To which Fury, even though he was also dropped in the ninth, says: ‘ How does he explain me keeping getting up? He has been living with the worry that he couldn’t finish me off.

‘To tell you the truth, he doesn’t hit that hard. He also knows deep down that he missed his chance of beating me on that night when I’d been out of shape and out of boxing for three years. How’s he going to beat a match-fit

Gypsy King?’ The answer may rest on the scales.

Fury’s decision to change trainers from the technical Ben Davison to the knockout mentality passed down from the late and legendary Kronk maestro Emmanuel Steward to his nephew Javan ‘SugarHill’ Steward was influenced by his father John’s conviction in the first fight he was too light for a 6ft 9in giant.

As they went to the weigh-in late last night, Fury said: ‘I am more comfortabl­e boxing a bit heavier. It will also put more beef into my punches so I get the KO. So I expect to be a stone bigger at just under 19 stone.’

There is evidence of that in a little more padding around the midriff.

Wilder, naturally a lighter heavyweigh­t, even though not much the shorter at 6ft 7in, had also talked of coming heavier to the ring in the MGM Grand Garden Arena but the lean, mean machine physique he revealed a few days earlier belied those words.

At about 15½st expect him to be 3½st the lighter. Never before

have such discrepanc­ies lessened his freakish, scary capacity for demolishin­g human skyscraper­s with arguably the biggest punch of all time.

Fury survived the first fight to claim he had been robbed of the draw by eluding, taunting, frustratin­g Wilder and clipping him on the run.

As for the 47- stitch cut he sustained as recently as his last interim fight, he dismissed speculatio­n that the danger of having it reopened has drasticall­y reduced his sparring, saying: ‘I’ve done more rounds than ever. I just made sure nothing happened by wearing head-gear, which I don’t like to do.’

Will the lineal champion really live up to his threat of becoming the knockout merchant by risking all in the hitting zone?

‘Absolutely,’ he insists. ‘ Don’t believe it,’ says Wilder. ‘ That would make my job easier. He has pillows for fists which I can ignore while I hit him.’

Mind games or not, this has grown into one of the hardest game’s most fascinatin­g conflicts, if not quite the biggest heavyweigh­t fight since Ali-Frazier I, which Fury believes it to be.

That would exclude such spectacula­rs as Ali-Frazier III, which was even more brutal and amazing, and the Rumble In The Jungle, in which Ali achieved his phenomenal stoppage of Big George Foreman.

But big it most certainly is and there are parallels with the first Ali-Frazier thriller.

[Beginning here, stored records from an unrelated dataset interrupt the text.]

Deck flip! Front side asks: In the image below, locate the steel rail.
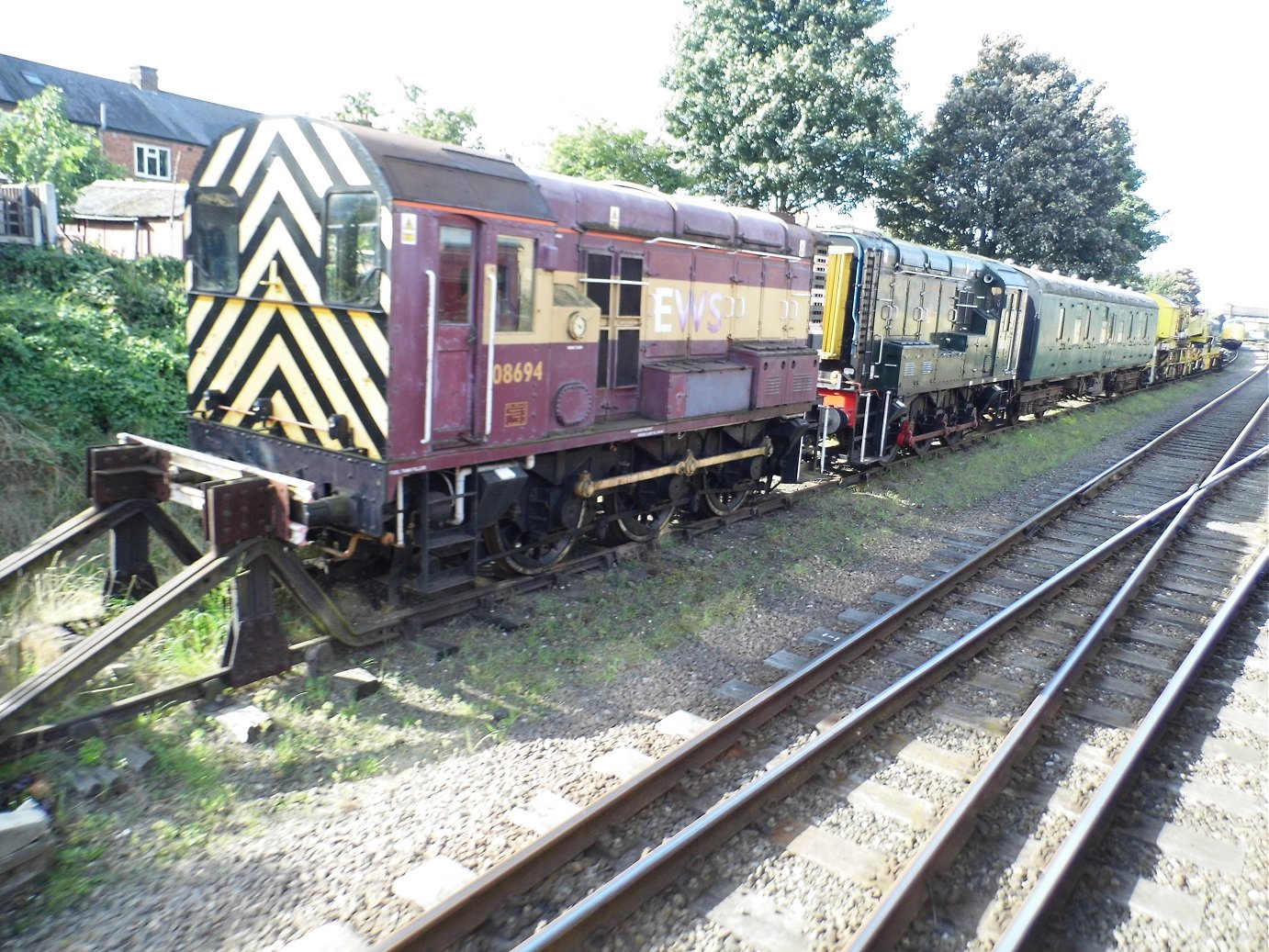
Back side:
[848,401,1269,952]
[373,367,1253,952]
[497,459,1258,952]
[996,547,1269,952]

Both, like Fury and Wilder, were unbeaten. Ali, like Fury, was coming back from three years of enforced absence from the ring. That historic night in New York was billed as the Fight Of The Century.

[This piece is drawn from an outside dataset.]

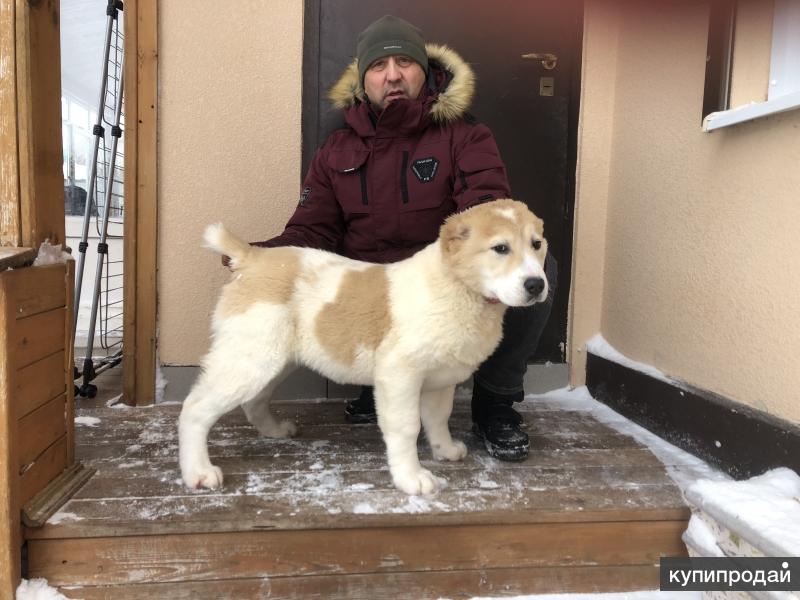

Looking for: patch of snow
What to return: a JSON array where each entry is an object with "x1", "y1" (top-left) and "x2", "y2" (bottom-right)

Now Wilder- Fury II has the chance to become the Fight Of This Century. Especially if Fury dares to try to outpunch the puncher.

Maybe he will, since he has said: ‘While I don’t have a stamina problem, the longer it goes the more time he has to land that one huge shot.

‘I know I can dominate 98 per cent of the fight and beat him on points, which I know I did first time. But the danger is in the other two per cent of a 12-round fight. So I’m not leaving it to the judges again.’

Those like David Haye, who have experience­d the Wilder power in sparring or the ring, counsel Fury that if he is not careful for the full 36 minutes he will pay the price. Contrarily, Wilder, with his knockout record stiff with first-round flattening­s, says: ‘One of the things I learned from the first fight was to be more patient. Wait for the knockout to come if needs be.’

Actually, the tapered waist suggests he is going for more speed to catch up with the remarkably mobile Fury. There is also a prospect of him going to the slighter, thicker Fury body more frequently in the hope of slowing him down to set up the knockout punches later.

Now that all is said and done, the perceived wisdom, mine included, is Wilder by KO or Fury by decision. So which is it to be? The heart says Fury, our Redemption Man. The head says Wilder, the American Demolition Man.

Unhappily, history tells us that mind overcomes matter in the square ring. Probably this time at about the ninth round.